American lawyer and social justice activist (born 1959)

Bryan Allen Stevenson (born November 14, 1959) is an American lawyer, social justice activist, and law professor at New York University School of Law. He is also the founder and executive director of the Equal Justice Initiative. Based in Montgomery, Alabama, he has challenged bias against the poor and minorities in the criminal justice system, especially children. He has helped achieve United States Supreme Court decisions that prohibit sentencing juvenile offenders to death or to mandatory life terms without parole.

Stevenson was depicted in the 2019 legal drama film Just Mercy, based on his 2014 memoir Just Mercy: A Story of Justice and Redemption. In the memoir, he recounts his work defending Walter McMillian, who had been unjustly convicted and sentenced to death.

Stevenson initiated the National Memorial for Peace and Justice in Montgomery, which honors the names of more than 4,000 African Americans lynched in the twelve states of the South from 1877 to 1950. He argues that the history of slavery and lynchings has influenced the subsequent high rate of death sentences in the South, where it has been disproportionately applied to minorities. A related museum, The Legacy Museum: From Enslavement to Mass Incarceration, offers interpretations to show the connection between the post-Reconstruction period of lynchings and the high rate of incarceration and executions of people of color in the United States.

==Early life==

Bryan A. Stevenson was born on November 14, 1959, in Milton, a small town in southern Delaware. His father, Howard Carlton Stevenson Sr., had grown up in Milton, and his mother, Alice Gertrude (Golden) Stevenson, was born and grew up in Philadelphia. Her family had moved to the city from Virginia in the Great Migration of the early 20th century. Stevenson has two siblings: an older brother, Howard Jr. and a sister, Christy.

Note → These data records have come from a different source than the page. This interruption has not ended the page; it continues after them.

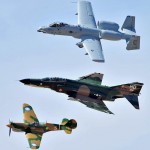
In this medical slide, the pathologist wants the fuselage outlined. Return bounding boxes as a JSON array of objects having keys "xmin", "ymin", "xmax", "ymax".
[
  {"xmin": 7, "ymin": 122, "xmax": 63, "ymax": 134},
  {"xmin": 38, "ymin": 23, "xmax": 131, "ymax": 41},
  {"xmin": 21, "ymin": 78, "xmax": 122, "ymax": 101}
]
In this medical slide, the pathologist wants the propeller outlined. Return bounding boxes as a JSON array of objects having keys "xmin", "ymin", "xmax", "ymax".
[{"xmin": 7, "ymin": 119, "xmax": 12, "ymax": 136}]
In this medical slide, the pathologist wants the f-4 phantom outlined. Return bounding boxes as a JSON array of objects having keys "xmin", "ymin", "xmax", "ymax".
[
  {"xmin": 7, "ymin": 104, "xmax": 77, "ymax": 149},
  {"xmin": 20, "ymin": 73, "xmax": 143, "ymax": 114},
  {"xmin": 37, "ymin": 0, "xmax": 140, "ymax": 62}
]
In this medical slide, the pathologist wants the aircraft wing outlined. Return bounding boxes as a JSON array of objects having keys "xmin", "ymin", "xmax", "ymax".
[
  {"xmin": 78, "ymin": 1, "xmax": 97, "ymax": 28},
  {"xmin": 69, "ymin": 95, "xmax": 113, "ymax": 114},
  {"xmin": 23, "ymin": 104, "xmax": 39, "ymax": 123},
  {"xmin": 81, "ymin": 36, "xmax": 105, "ymax": 62},
  {"xmin": 81, "ymin": 101, "xmax": 113, "ymax": 114},
  {"xmin": 26, "ymin": 133, "xmax": 42, "ymax": 149}
]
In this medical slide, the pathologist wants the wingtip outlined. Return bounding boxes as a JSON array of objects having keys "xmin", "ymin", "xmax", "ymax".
[{"xmin": 92, "ymin": 59, "xmax": 105, "ymax": 63}]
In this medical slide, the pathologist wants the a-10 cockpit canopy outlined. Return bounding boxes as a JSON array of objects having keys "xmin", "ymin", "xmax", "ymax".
[
  {"xmin": 42, "ymin": 77, "xmax": 66, "ymax": 82},
  {"xmin": 49, "ymin": 22, "xmax": 68, "ymax": 27}
]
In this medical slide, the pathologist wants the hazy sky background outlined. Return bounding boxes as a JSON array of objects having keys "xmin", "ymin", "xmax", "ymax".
[{"xmin": 0, "ymin": 0, "xmax": 150, "ymax": 150}]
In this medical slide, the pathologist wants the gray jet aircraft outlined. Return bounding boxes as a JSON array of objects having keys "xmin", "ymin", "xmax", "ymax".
[{"xmin": 37, "ymin": 0, "xmax": 140, "ymax": 62}]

Both parents commuted to the northern part of the state for work, with Howard Sr., working at a General Foods processing plant as a laboratory technician and Alice as an equal opportunity officer at Dover Air Force Base. She particularly emphasized the importance of education to her children.

Stevenson's family attended the Prospect African Methodist Episcopal Church, where as a child, Stevenson played piano and sang in the choir. His later views were influenced by the strong faith of the African Methodist Episcopal Church, where churchgoers were celebrated for "standing up after having fallen down". These experiences informed his belief that "each person in our society is more than the worst thing they've ever done."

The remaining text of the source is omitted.